Precisely the same procedure was followed by the Goleta County Water District. The proposition was approved by a vote of 1,642 to 132. The same procedure was followed by the Montecito County Water District. The electors approved the contract by a vote of 1,294 to 196. The same procedure was followed by the Summerland County Water District, wherein the contract was approved by a vote of 146-31. The electors of the city of Santa Barbara were given the identical opportunity to voice their opinion on the contract, and approved of it by a vote of 11,405 to 3,680.

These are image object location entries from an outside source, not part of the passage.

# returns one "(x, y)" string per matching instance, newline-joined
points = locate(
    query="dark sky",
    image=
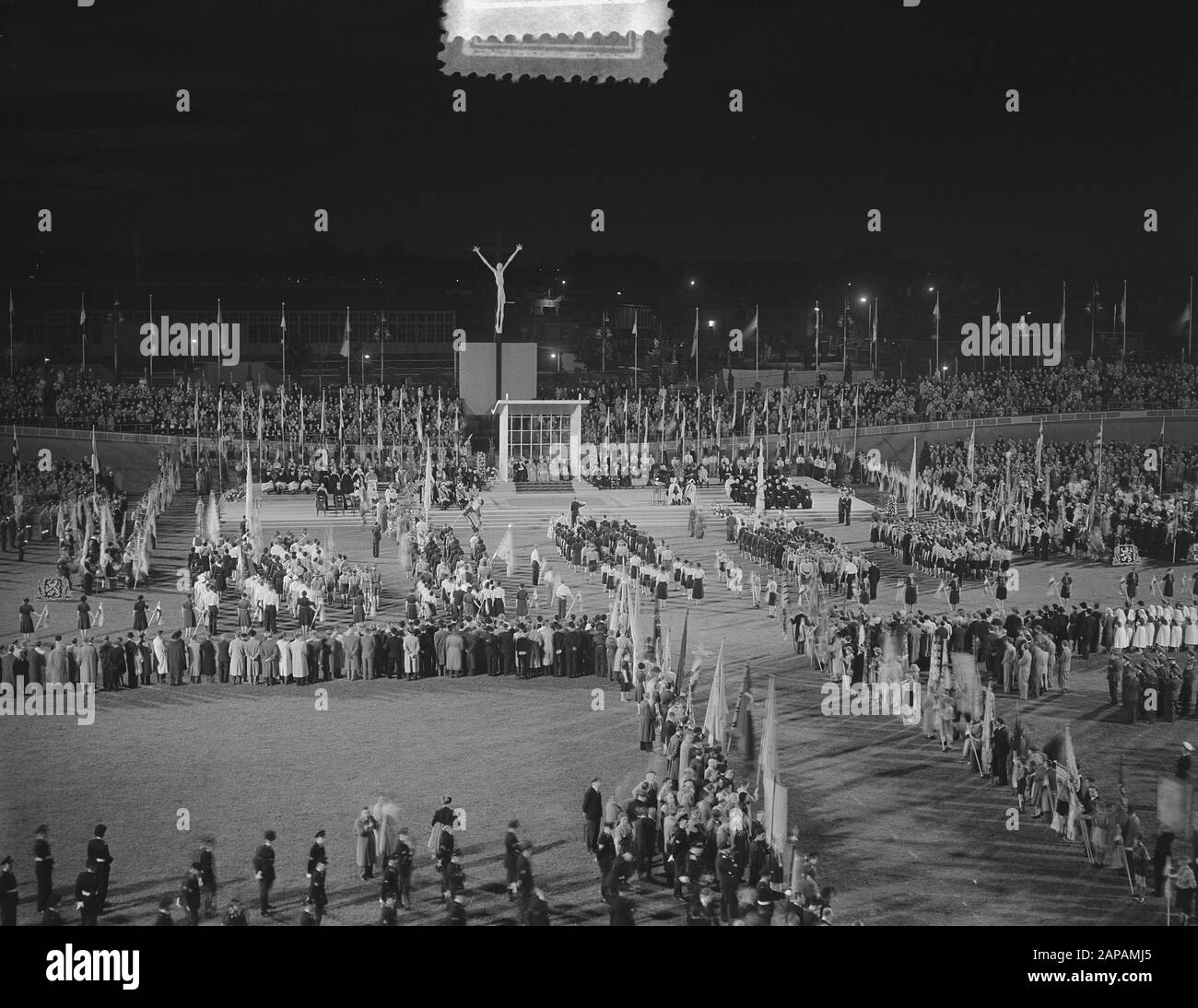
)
(851, 104)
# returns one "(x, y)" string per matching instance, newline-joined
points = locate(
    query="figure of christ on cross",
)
(498, 272)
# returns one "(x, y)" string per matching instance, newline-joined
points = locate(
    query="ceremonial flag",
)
(428, 481)
(715, 719)
(767, 759)
(682, 654)
(742, 721)
(911, 478)
(506, 551)
(379, 421)
(250, 497)
(759, 504)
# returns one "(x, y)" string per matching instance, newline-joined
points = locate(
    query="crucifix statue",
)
(498, 272)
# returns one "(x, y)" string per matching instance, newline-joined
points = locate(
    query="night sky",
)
(850, 104)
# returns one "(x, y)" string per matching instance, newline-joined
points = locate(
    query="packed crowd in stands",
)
(878, 403)
(1129, 508)
(70, 399)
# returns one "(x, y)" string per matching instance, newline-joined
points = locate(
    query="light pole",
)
(116, 311)
(817, 338)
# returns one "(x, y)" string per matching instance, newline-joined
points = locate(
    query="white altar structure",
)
(540, 430)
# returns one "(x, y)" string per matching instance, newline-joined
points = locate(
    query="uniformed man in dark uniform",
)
(264, 871)
(43, 868)
(388, 916)
(88, 896)
(316, 893)
(511, 857)
(100, 854)
(404, 859)
(525, 881)
(605, 856)
(537, 916)
(191, 896)
(316, 852)
(8, 898)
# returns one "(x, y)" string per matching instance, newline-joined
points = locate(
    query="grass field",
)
(905, 832)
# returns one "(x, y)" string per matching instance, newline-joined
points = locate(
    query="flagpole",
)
(937, 334)
(1122, 311)
(1160, 475)
(635, 369)
(283, 316)
(1094, 312)
(756, 338)
(817, 338)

Each member-unit contract was incorporated by reference and had attached the "master contract" between the agency and the United States. The voters within each of the affected areas were therefore fully informed of what they were voting for, especially since a copy of the member-unit contract was made a part of the notice of election. No defect which affects the substantial rights of the parties has been cited. (Wat. Code, § 22678.) Unlike the Ivanhoe and Madera cases no real contention has been made in this case that the Santa Barbara elections were invalid. At most, the defendants in that action denied the validity of the election in their answer but did not argue or brief the issue. The trial court found that the elections were valid, and no serious contention has been made spelling out any alleged facts which show the elections were invalid.
It appears beyond doubt, that if elections were required at all (as to which there is some doubt because of the provisions of the Santa Barbara County Water Agency Act, § 6.1 (Stats. 1945, ch. 1501)) elections were held, at which the contracts were approved overwhelmingly. Further, there can be no question of the sufficiency of the notice of election, since all the contracts involved as to each "member-unit" were incorporated by reference into that notice. The voters therefore were fully apprised of what they were voting for.
For the foregoing reasons the judgment should be affirmed. It is so ordered.
Gibson, C. J., Traynor, J,. and White, J., concurred.
Schauer, J., Spence, J., and McComb, J., concurred in the judgment.